By Dan Gilgoff, God & Country
After this month's battle between conservatives and the GOP establishment in New York's 23rd Congressional District, the big staging ground for Republican Party infighting has moved to Florida, where former Florida House Speaker Marco Rubio is battling Gov. Charlie Crist in the party's U.S. Senate primary.
On the one hand, the two campaigns insist that hot-button social issues are taking a back seat to economic ones. On the other hand, Rubio's campaign has just released a long "fact-checking" memo questioning Crist's conservatism. The first six bullet points challenge the governor's claim that he's "pro-life."
Fact is, religious conservatives are playing a major role in conservative challenges to establishment Republican candidates across the country. It's the subject of my most recent God & Country column in U.S. News Weekly.
Here's the top:
For political analysts, the lesson in Conservative Party candidate Doug Hoffman's loss this month in a special congressional election in New York is obvious: The right overreached. After pressuring Republican nominee Dede Scozzafava out of the race with charges that she was too liberal, conservative activists watched New York's 23rd District go to a Democrat for the first time in more than a century. Former House Speaker Newt Gingrich, who had endorsed Scozzafava and warned Republicans not to "purge the party of anybody who doesn't agree with us 100 percent," appeared to be vindicated.

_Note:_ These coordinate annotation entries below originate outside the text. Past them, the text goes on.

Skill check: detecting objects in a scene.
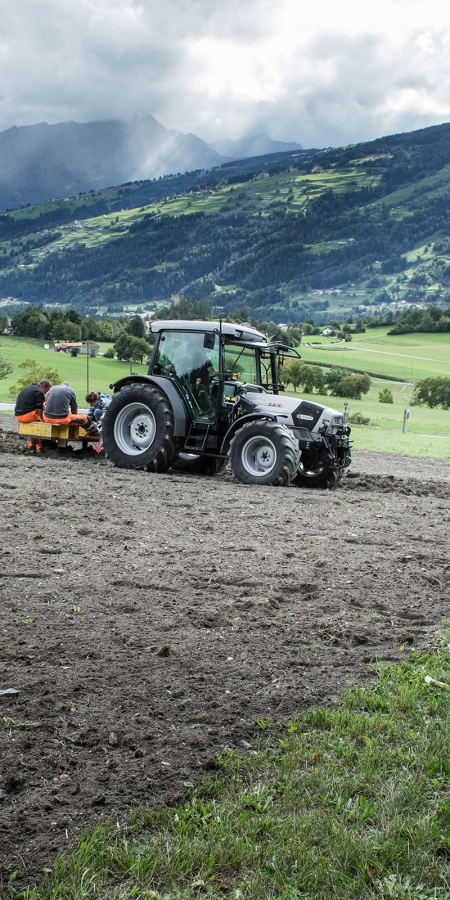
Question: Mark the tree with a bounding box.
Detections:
[411,377,450,409]
[125,316,147,338]
[301,365,323,394]
[114,332,150,362]
[9,357,62,397]
[324,366,351,397]
[128,337,150,363]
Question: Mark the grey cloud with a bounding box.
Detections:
[0,0,450,147]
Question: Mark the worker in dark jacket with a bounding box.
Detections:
[43,381,98,434]
[14,378,52,453]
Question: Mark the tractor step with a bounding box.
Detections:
[184,424,209,453]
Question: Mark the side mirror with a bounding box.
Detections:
[203,331,216,350]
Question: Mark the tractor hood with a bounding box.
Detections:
[242,391,344,431]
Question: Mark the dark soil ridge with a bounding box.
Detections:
[0,417,450,893]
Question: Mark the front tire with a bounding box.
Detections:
[102,384,179,472]
[230,420,300,487]
[171,453,228,477]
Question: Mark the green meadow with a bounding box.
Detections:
[298,327,450,381]
[0,328,450,459]
[0,336,147,406]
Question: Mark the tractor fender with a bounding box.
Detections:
[110,374,191,438]
[220,413,278,455]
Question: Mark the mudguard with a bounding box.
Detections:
[220,413,283,456]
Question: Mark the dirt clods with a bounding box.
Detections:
[0,417,450,885]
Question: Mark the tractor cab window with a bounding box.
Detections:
[225,344,258,384]
[153,331,219,422]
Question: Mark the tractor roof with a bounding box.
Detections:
[150,319,267,344]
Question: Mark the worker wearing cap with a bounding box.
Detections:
[43,381,98,434]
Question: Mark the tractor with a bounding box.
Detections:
[102,320,351,487]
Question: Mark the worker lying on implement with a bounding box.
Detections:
[14,378,52,453]
[43,381,99,435]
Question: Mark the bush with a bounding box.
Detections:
[9,356,62,397]
[411,376,450,409]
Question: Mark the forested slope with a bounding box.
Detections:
[0,118,450,321]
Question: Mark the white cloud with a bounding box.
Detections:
[0,0,450,146]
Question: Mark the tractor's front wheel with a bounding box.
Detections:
[230,419,300,486]
[102,384,179,472]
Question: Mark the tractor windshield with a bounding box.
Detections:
[225,343,258,384]
[153,331,219,422]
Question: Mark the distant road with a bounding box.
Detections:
[349,346,450,363]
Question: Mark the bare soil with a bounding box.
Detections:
[0,416,450,885]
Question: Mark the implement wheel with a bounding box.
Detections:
[230,419,300,487]
[102,384,179,472]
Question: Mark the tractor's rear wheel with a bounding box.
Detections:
[230,419,300,486]
[171,453,228,476]
[102,384,179,472]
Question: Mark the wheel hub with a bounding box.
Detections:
[242,436,277,476]
[114,403,156,456]
[130,415,153,448]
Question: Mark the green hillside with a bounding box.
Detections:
[0,119,450,322]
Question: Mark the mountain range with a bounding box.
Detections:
[0,115,300,210]
[0,118,450,318]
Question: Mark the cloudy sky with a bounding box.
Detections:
[0,0,450,147]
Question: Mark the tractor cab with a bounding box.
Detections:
[148,321,299,427]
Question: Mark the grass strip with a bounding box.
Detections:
[6,636,450,900]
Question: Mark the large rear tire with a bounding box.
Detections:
[171,453,228,476]
[230,419,300,487]
[102,384,180,472]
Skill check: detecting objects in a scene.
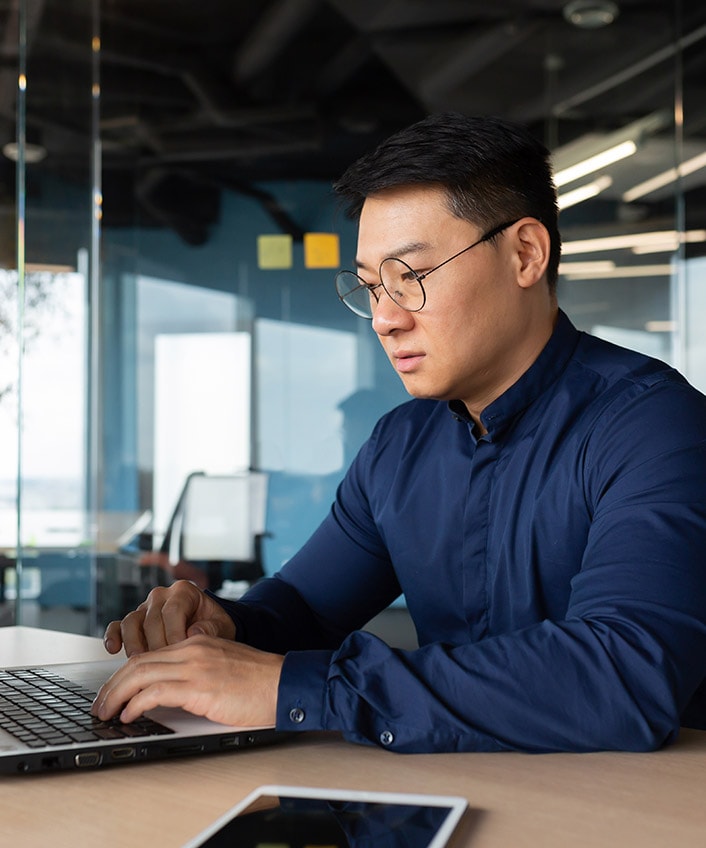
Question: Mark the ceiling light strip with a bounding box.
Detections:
[562,230,706,256]
[623,151,706,203]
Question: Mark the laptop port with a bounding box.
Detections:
[110,746,136,760]
[74,751,103,768]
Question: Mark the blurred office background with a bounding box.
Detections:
[0,0,706,633]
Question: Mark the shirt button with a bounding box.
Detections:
[380,730,395,745]
[289,707,306,724]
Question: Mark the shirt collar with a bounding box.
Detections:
[448,309,580,441]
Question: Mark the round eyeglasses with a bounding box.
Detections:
[336,218,520,319]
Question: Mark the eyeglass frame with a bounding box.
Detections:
[334,218,522,321]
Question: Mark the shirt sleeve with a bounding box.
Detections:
[278,380,706,752]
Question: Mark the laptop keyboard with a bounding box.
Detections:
[0,668,173,748]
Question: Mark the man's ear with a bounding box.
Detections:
[515,218,551,288]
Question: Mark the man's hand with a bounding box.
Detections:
[93,635,284,727]
[103,580,235,657]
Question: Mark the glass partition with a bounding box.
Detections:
[0,0,100,633]
[0,0,706,632]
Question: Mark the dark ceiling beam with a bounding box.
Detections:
[412,20,540,109]
[233,0,321,84]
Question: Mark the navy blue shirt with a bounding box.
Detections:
[219,312,706,752]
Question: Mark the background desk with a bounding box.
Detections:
[0,627,706,848]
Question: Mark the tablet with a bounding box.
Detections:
[184,786,467,848]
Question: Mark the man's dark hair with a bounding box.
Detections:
[334,112,561,291]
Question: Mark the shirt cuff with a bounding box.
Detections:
[276,651,333,731]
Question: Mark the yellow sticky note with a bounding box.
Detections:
[257,235,293,270]
[304,233,341,268]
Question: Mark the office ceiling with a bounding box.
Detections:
[0,0,706,244]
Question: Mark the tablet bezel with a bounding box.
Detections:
[183,784,468,848]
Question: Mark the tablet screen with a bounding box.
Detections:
[186,787,466,848]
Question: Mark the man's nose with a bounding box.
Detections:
[373,289,414,336]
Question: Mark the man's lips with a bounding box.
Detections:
[392,351,424,374]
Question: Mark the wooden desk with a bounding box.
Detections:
[0,627,706,848]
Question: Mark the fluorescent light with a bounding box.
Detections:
[559,259,615,275]
[557,176,613,209]
[561,230,706,256]
[645,321,677,333]
[565,265,674,280]
[554,139,637,188]
[623,151,706,203]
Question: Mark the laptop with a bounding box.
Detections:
[0,659,284,774]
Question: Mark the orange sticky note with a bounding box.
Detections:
[304,233,341,268]
[257,234,293,270]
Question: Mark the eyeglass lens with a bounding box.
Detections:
[336,271,378,318]
[380,257,425,312]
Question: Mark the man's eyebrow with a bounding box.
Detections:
[355,241,431,271]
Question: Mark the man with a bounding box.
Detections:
[95,115,706,751]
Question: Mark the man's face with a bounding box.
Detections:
[357,186,546,417]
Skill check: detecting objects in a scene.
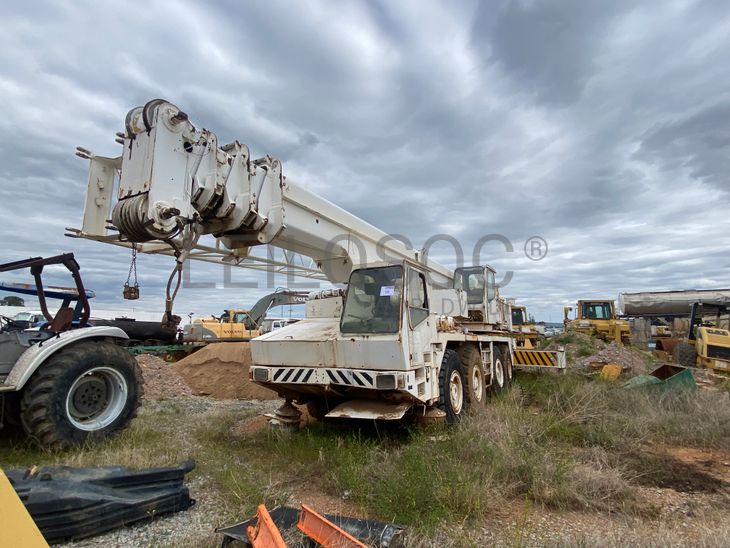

And yet many conservative activists are encouraged by the outcome of the race, which saw Hoffman take 46 percent of the vote. "The lesson of New York 23 is that if the Republican Party nominates people who are Republicans in name only, they are going to meet conservative opposition," says Tom Minnery, senior vice president of Focus on the Family Action, a conservative evangelical group. "If Scozzafava had never been nominated, the Republicans would have won." Even Gingrich has renounced Scozzafava, calling her nomination a mistake.
With an endorsement from former Alaska Gov. Sarah Palin and support from Family Research Council Action and Ralph Reed's Faith and Freedom Coalition, conservative Christians were among Hoffman's most active backers, rejecting Scozzofava over her support for abortion rights and gay marriage. Energized in part by their experience in New York, conservative faith-based activists are now poised to support challengers over establishment Republicans in perhaps a dozen or more GOP primaries next year, in races stretching from Florida to California. "You're going to see the largest number of competitive Republican primaries since the 1992-to-1994 period," says Reed, the former Christian Coalition chief. "It's a sign of a healthy movement."
But some GOP leaders worry that the growing number of contests between party-backed figures and conservative challengers will create fissures at a time when Republicans are trying to unify and rebuild.